La réponse de Moïse à cette dernière objection nous présente une magnifique exposition des droits souverains de l’Éternel sur son peuple et sur tout ce qui lui appartient. «Et Moïse dit: Tu nous donneras aussi dans nos mains des sacrifices et des holocaustes, et nous les offrirons à l’Éternel, notre Dieu; nos troupeaux aussi iront avec nous; il n’en restera pas un ongle, car nous en prendrons pour servir l’Éternel, notre Dieu; et nous ne savons pas comment nous servirons l’Éternel, jusqu’à ce que nous soyons parvenus là». (Chap. 10:25, 26). Ce n’est que quand les enfants de Dieu savent prendre, par une foi simple et enfantine, la haute position dans laquelle la mort et la résurrection les ont placés, qu’ils peuvent avoir une intelligence quelque peu exacte des droits de Dieu sur eux. «Nous ne savons pas ce que nous offrirons à l’Éternel jusqu’à ce que nous soyons parvenus là»: Israël ne connaissait pas quelles étaient sa responsabilité et les exigences de Dieu jusqu’à ce qu’il eût fait «le chemin de trois jours». Il ne pouvait pas connaître ces choses au milieu de l’atmosphère corrompue de l’Égypte. Il faut que la rédemption soit connue comme un fait accompli, avant que l’on puisse avoir en aucune manière une idée juste ou complète de la responsabilité. Tout ceci est parfait et d’une grande beauté. «Si quelqu’un veut faire sa volonté, il connaîtra de la doctrine». (Jean 7:17). Il faut que, dans la puissance de la mort et de la résurrection, nous soyons complètement hors de l’Égypte; alors, et seulement alors, nous connaîtrons ce qu’est réellement le service du Seigneur. C’est quand, par la foi, nous prenons place dans ces riches et glorieux parvis, dans lesquels le précieux sang de Christ nous introduit; c’est quand nous regardons autour de nous et que nous contemplons les résultats variés, excellents et merveilleux de l’amour qui nous a rachetés; c’est quand nous considérons attentivement la personne de Celui qui nous a introduits dans ce lieu et qui nous a fait don de toutes ces richesses, que nous sommes pressés de dire avec le poète:

Que mettre aux pieds d’un tel amour?
Que donner au Seigneur pour sa grâce infinie?
Ah! ma vie et mon cœur sont à lui sans retour.

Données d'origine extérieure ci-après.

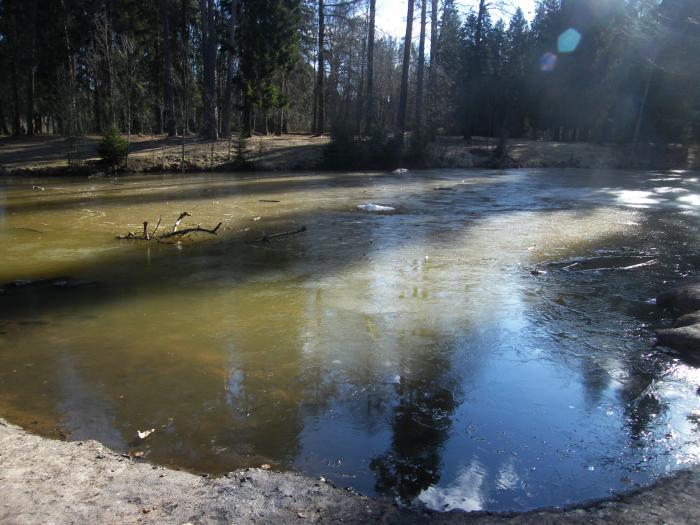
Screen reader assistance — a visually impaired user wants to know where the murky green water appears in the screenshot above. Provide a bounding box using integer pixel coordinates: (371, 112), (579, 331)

«Il n’en restera pas un ongle»; ce sont de nobles paroles! L’Égypte n’est pas le lieu de quoi que ce soit qui appartienne aux rachetés de Dieu: Dieu est digne de tout; «corps, âme, esprit», tout ce que nous sommes, tout ce que nous avons lui appartient. «Vous n’êtes pas à vous-mêmes, car vous avez été achetés à prix» (1 Cor. 6:19, 20); et c’est notre heureux privilège de nous consacrer nous-mêmes, avec tout ce que nous possédons, à Celui auquel nous appartenons et que nous sommes appelés à servir. Il n’y a rien ici d’un esprit légal. Les paroles: «jusqu’à ce que nous soyons parvenus là», sont notre sauvegarde contre ce mal affreux. Nous avons fait «le chemin de trois jours», avant qu’un seul mot relatif au sacrifice se soit fait entendre ou ait pu être compris; nous sommes mis en possession pleine et incontestée de la vie de résurrection et de la justice éternelle; nous avons quitté ce pays de mort et de ténèbres; nous avons été amenés à Dieu lui-même, en sorte que nous pouvons jouir de lui, dans la puissance de cette vie qu’il nous a donnée, et dans cette sphère de justice dans laquelle nous avons été placés: servir devient ainsi notre joie. Il n’y a pas dans le cœur une seule affection dont Dieu ne soit digne; il n’y a pas, dans tout le troupeau, de sacrifice trop précieux pour son autel. Plus nous marcherons près de lui et dans une communion intime avec lui, plus aussi nous estimerons que notre nourriture et notre breuvage sont de faire sa sainte volonté. Le croyant considère comme son plus grand privilège, de servir le Seigneur. Il prend son plaisir dans tout exercice et toute manifestation de la nature divine. Il ne marche pas chargé d’un lourd et pénible joug. Son joug est rompu «à cause de l’onction» (Ésaïe 10:27); son fardeau a été ôté pour toujours par le sang de la croix, tandis que lui-même, il s’avance «racheté, régénéré et affranchi», en vertu de ces consolantes et encourageantes paroles: «Laisse aller mon peuple».1

1 Nous considérons le contenu du chapitre 11 en connexion avec la sécurité d’Israël, abrité sous le sang de l’agneau pascal.